H<->D memcpy bottleneck for multi-thread application

Hello,
I am developing a CUDA application using multiple host threads. Several host threads are launched, each of which tries to occupy one existing CUDA device, does H2D transfer, computing and D2H transfer. After the data is copied back, the threads will evaluate the results and perform some memory copy on host side.
There is only one CUDA device in the system. I use several threads to take advantage of this device, in order to hide the cost of host side operations. But I have observed that the H<->D transfer bandwidth decreases while the number of host threads increases. I’ve also noticed that the PCI-e 3.0 (x16) has a max H<->D bandwidth 16GB/s, while the host side DDR3 memory bandwidth is 12GB/s. Does this mean that the bottleneck for H<->D transfer in this case is the host memory bandwidth?
If that is the answer, is there any way to realize my initial design idea?

PCIe uses packetized transport, and packet-size restrictions on both the host side and the GPU side limit the practically achievable bandwidth to about 12 GB /second in each direction.
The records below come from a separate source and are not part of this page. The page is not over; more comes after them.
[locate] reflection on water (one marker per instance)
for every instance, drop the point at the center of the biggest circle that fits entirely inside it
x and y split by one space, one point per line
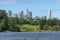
29 35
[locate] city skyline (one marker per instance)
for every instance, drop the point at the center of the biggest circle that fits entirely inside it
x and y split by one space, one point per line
38 7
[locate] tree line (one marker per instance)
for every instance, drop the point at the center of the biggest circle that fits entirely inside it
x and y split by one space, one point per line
11 23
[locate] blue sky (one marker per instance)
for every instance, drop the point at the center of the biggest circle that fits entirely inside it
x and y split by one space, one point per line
38 7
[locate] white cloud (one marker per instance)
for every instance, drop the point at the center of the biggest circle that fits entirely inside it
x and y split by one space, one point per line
58 1
9 2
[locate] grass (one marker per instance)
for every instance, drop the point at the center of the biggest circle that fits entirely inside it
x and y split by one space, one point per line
30 28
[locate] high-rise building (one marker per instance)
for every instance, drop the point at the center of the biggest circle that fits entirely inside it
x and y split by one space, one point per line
27 11
30 14
49 14
43 17
20 14
10 13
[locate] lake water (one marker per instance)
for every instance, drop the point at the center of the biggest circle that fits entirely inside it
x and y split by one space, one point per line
29 35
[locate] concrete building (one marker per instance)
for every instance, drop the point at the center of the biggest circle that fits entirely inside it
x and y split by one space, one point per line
20 15
49 14
43 17
30 14
10 13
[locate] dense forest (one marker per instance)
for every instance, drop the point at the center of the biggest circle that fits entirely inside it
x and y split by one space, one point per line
15 24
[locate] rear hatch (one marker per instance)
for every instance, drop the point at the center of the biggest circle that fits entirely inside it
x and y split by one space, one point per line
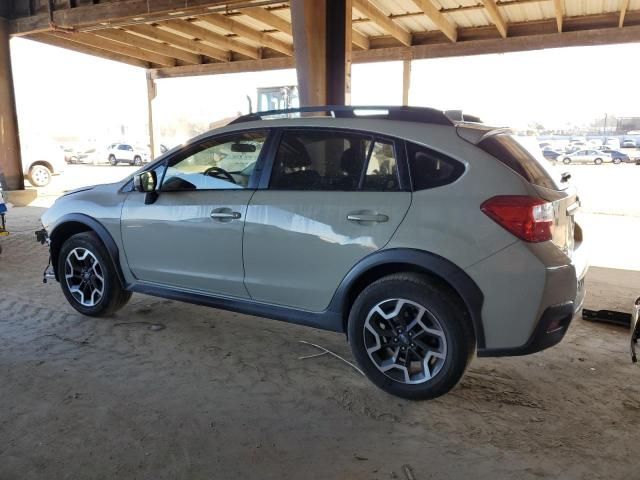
524 157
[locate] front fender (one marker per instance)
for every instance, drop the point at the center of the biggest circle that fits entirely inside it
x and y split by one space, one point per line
73 223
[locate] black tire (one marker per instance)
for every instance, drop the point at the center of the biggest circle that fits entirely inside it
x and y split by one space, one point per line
114 296
39 176
443 306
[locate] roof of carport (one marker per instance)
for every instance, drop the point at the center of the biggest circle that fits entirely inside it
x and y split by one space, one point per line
191 37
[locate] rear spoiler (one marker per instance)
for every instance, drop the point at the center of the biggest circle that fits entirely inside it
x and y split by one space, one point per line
459 116
475 133
471 128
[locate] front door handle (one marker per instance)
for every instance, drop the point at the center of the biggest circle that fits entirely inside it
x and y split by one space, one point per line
225 215
367 217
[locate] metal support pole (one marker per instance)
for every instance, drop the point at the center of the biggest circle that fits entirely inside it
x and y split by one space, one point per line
10 160
151 94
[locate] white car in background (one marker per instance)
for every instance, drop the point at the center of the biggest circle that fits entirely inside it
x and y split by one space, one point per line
40 161
126 153
585 156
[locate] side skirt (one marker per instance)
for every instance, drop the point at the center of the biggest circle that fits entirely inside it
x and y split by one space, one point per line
327 320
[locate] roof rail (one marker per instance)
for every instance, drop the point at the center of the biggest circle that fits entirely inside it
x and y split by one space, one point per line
405 114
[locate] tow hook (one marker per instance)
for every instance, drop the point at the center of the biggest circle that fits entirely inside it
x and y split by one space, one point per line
43 237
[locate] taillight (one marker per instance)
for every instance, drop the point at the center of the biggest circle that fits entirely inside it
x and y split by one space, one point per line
528 218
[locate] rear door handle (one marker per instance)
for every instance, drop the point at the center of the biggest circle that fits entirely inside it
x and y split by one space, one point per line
225 214
571 209
367 217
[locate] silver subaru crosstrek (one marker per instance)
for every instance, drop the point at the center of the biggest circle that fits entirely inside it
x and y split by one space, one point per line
425 236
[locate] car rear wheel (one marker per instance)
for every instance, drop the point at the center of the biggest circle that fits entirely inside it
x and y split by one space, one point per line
410 337
39 176
88 278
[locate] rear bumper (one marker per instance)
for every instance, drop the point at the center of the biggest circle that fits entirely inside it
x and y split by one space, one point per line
550 331
528 289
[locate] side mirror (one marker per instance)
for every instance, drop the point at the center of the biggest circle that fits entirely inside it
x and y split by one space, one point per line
145 182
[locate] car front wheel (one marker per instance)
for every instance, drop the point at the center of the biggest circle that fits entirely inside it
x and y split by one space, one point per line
88 278
39 176
410 337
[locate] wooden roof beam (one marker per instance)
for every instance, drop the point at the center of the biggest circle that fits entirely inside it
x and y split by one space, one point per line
379 18
112 13
434 14
272 20
623 12
150 45
558 7
206 35
360 39
181 42
87 50
117 47
268 18
232 26
496 16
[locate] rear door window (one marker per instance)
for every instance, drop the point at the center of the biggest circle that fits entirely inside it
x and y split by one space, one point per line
333 161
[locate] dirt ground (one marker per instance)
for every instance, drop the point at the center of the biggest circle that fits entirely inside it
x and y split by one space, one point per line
222 395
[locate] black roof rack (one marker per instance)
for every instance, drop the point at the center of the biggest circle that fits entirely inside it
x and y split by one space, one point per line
405 114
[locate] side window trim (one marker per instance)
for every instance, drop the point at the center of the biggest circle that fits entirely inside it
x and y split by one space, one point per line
399 147
269 157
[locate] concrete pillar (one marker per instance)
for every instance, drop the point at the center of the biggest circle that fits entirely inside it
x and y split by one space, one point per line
322 39
10 162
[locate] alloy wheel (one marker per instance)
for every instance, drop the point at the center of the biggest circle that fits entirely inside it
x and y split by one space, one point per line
84 276
405 341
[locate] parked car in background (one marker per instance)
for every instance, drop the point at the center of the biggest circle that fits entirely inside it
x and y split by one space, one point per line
616 155
41 160
586 156
126 153
69 154
88 155
402 230
612 142
550 153
575 146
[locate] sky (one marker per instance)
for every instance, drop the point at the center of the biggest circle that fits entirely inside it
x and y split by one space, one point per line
64 93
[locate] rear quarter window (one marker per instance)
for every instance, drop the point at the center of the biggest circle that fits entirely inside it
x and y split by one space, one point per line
522 159
431 169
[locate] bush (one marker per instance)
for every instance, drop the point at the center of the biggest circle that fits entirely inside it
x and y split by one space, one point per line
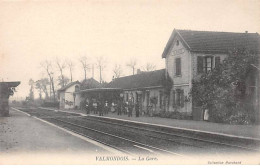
51 104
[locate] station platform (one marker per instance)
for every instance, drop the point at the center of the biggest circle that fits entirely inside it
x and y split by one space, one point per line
23 136
240 131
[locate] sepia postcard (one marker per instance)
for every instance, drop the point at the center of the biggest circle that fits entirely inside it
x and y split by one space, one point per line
129 82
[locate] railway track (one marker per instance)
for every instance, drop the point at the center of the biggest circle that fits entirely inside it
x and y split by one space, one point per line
136 138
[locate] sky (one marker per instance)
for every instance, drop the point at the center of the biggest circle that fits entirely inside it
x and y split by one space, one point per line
118 30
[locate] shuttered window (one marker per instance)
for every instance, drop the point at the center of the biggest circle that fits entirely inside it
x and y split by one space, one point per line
179 98
200 64
208 64
178 66
217 62
173 98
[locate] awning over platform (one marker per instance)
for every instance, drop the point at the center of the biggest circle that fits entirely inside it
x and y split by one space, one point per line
100 90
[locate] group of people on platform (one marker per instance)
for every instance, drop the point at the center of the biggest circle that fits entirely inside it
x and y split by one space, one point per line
103 108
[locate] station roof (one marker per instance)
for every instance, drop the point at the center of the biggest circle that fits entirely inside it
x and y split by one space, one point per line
211 41
150 79
68 85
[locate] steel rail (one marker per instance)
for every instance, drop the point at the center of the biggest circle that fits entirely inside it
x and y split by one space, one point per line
115 136
182 136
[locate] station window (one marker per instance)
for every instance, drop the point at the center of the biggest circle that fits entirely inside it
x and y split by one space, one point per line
178 66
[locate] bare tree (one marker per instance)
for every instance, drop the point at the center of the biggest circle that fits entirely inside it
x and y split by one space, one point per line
101 65
31 83
48 68
117 71
63 81
71 67
61 66
85 65
149 67
132 65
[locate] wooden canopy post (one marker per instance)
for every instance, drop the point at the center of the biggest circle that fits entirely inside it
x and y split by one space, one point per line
6 90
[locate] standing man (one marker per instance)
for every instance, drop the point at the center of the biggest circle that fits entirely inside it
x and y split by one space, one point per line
95 107
130 110
137 109
87 107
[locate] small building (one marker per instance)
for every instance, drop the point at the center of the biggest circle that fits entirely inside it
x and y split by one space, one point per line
190 53
145 88
82 95
67 95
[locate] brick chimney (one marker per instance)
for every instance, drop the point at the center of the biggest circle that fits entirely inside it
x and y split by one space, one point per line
139 71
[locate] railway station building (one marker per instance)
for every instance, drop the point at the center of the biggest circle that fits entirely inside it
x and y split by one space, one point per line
190 53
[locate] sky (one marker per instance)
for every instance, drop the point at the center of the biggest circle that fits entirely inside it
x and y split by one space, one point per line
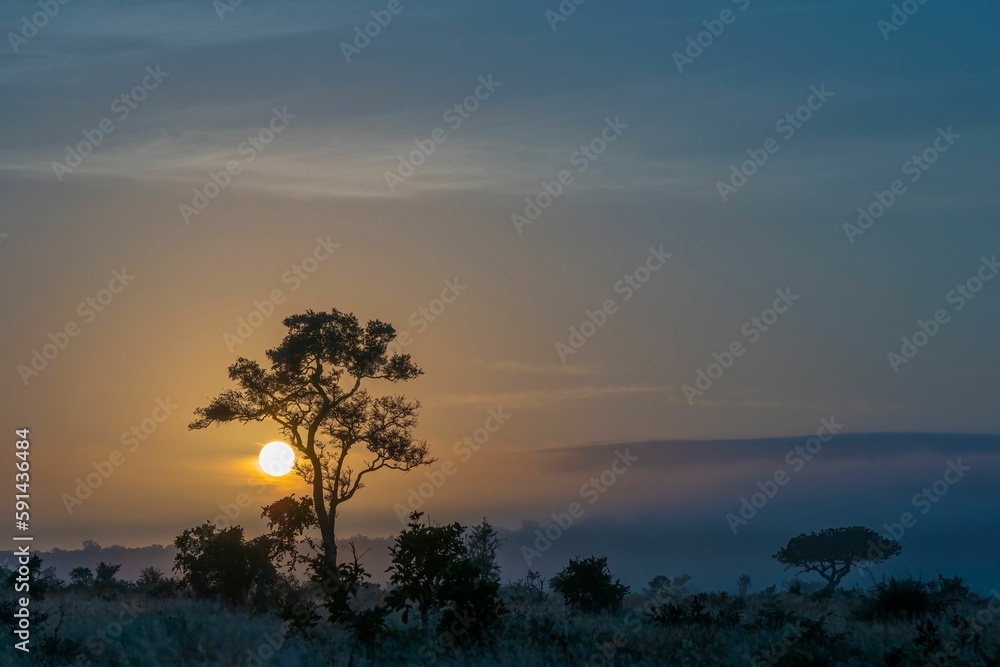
582 245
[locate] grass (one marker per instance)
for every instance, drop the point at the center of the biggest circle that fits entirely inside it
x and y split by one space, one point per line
81 628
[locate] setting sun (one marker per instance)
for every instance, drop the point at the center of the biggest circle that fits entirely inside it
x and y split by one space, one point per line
276 459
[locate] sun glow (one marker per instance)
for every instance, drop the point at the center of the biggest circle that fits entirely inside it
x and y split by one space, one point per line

Due to fixed-sized overhead of PCIe transfers, achieving this maximum possible throughput requires fairly large individual transfers, often >= 4 MB.

PCIe provides a full-duplex link, so for GPUs with two DMA engines (e.g. Tesla) you could have two streams shuffling close to 12 GB / second of data going from host to device and from device to host simultaneously. Obviously the host’s system memory serves as source / sink for this data, and a slow host system memory can indeed negatively impact the transfers, even more so when synchronous transfers are used, which use an additional intermediate copy inside the host’s system memory.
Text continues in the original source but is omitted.